それ以外の質問がきたら、はっきりいってどう答えたらよいかわからないのだ。慌てる理由はそこにある。アハ

それから、もう一つ聞きたいことがあったので尋ねることにした。
私:「あの・・変なことをお尋ねしますが、1マルクって日本円でいくらになるんですか?」
乗り継ぎ時間に余裕があったので、空港内で買い物をするかもしれないと思った
のだが、あらかじめ確認しておかなかったので、ここで聞いておきたかったのだ。
 おばちゃん「えーとそうですね・・・んー100円・・・100円ちょっとだと思います。確か。」

ん?
何か変だ?なんでそんなに考えた上に曖昧なの?
あ〜そうか〜もうドイツ在住のニッポンジンは日本円でなんて計算することは
ないのね。
と一人勝手に理由をつけて納得することにした。
その1ヶ月後のある日新聞を読んでいてこの質問がばかげていたことに
気がつく。
 そら、おばちゃんも答えにくいはずさ。
ドイツの通貨、今はユーロになっているんだもの。
1ヶ月も経過してから恥ずかしい思いをするとは思わなんだ。。
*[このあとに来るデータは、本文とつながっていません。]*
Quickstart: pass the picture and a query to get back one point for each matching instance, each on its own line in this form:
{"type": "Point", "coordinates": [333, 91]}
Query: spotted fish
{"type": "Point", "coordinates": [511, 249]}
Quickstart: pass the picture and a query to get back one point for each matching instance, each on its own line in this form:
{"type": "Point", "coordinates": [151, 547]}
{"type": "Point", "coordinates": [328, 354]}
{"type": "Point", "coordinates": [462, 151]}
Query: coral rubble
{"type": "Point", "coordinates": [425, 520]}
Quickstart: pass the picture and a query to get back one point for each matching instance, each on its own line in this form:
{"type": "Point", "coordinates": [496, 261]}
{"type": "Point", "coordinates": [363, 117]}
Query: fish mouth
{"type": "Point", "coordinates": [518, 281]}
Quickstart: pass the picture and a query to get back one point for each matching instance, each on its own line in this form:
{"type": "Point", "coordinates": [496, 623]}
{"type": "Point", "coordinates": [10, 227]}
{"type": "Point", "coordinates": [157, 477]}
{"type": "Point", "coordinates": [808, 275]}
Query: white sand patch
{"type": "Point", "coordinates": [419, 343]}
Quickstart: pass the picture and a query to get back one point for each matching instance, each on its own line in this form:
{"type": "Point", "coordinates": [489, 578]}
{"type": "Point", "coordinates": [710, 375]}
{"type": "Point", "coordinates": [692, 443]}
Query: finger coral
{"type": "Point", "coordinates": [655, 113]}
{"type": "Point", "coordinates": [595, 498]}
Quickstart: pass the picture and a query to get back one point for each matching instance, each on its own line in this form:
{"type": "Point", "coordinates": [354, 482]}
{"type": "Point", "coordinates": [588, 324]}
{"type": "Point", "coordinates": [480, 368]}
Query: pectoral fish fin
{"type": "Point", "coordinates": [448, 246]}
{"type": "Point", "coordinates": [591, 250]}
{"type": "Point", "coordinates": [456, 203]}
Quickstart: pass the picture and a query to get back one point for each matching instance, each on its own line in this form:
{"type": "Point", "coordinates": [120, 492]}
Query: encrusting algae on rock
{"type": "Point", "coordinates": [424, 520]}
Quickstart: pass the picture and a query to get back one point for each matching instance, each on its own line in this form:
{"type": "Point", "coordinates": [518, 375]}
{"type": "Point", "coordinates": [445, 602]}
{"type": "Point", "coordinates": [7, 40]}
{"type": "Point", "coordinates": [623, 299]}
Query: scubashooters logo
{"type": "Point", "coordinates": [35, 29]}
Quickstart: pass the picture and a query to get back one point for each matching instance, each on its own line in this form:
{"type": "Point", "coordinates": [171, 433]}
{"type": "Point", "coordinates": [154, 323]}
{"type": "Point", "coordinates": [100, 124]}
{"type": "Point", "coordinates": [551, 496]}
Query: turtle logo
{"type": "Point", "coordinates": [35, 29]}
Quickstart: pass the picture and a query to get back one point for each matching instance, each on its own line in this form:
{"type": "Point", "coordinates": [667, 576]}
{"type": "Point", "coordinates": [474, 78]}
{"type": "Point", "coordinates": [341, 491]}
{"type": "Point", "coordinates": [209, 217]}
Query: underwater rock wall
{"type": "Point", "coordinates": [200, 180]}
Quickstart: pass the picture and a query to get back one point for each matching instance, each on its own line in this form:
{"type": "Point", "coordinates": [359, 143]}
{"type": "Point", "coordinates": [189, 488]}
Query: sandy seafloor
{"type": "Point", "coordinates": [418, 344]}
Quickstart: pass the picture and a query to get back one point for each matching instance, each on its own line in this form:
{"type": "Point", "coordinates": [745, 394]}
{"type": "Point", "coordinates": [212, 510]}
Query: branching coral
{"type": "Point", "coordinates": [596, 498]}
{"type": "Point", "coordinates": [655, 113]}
。


 パスポートコントロールではどの窓口にも長い列が出来ている。
修学旅行中ではないかと思われる制服姿の日本人高校生の団体もいる。
ドキドキしながら待っていると、私の二人前にいるお金持ちそうなアフリカ系黒人
がなにやらもめている。なかなか話がまとまらない様子だ。
そのうち係員は電話をかけ、アフリカ系黒人にそこで待つようにと指示をした。
言葉がまったくわからないのと、こういう場面でもめたりひっかかったりする要因
も旅行慣れしていない私には一切わからなかった。
そのうちに私の順番が回ってきてパスポートを渡すと、さっきまで怒っていた係員
にガツンと不機嫌そうに出国スタンプを押され、さらに不機嫌そうに突っ返された。
初めてのヨーロッパで押される入国スタンプ、もう少しウェルカムという気持ちを
こめて笑顔で押してほしかったな・・・。普通でもそこまでしないか。
でも質問なんもされなくてほっと安心。


 搭乗口の位置を確認した後、少しだけ空港探検。重たい荷物を背負いながら
フラリフラリと徘徊する。
日本人夫婦に「フランクフルトの中心街にでるにはどうしたらよいんですか?」と聞かれた。そんなことこんな私が知るわけもない。申し訳ないですが、私ではわかりませんと伝える。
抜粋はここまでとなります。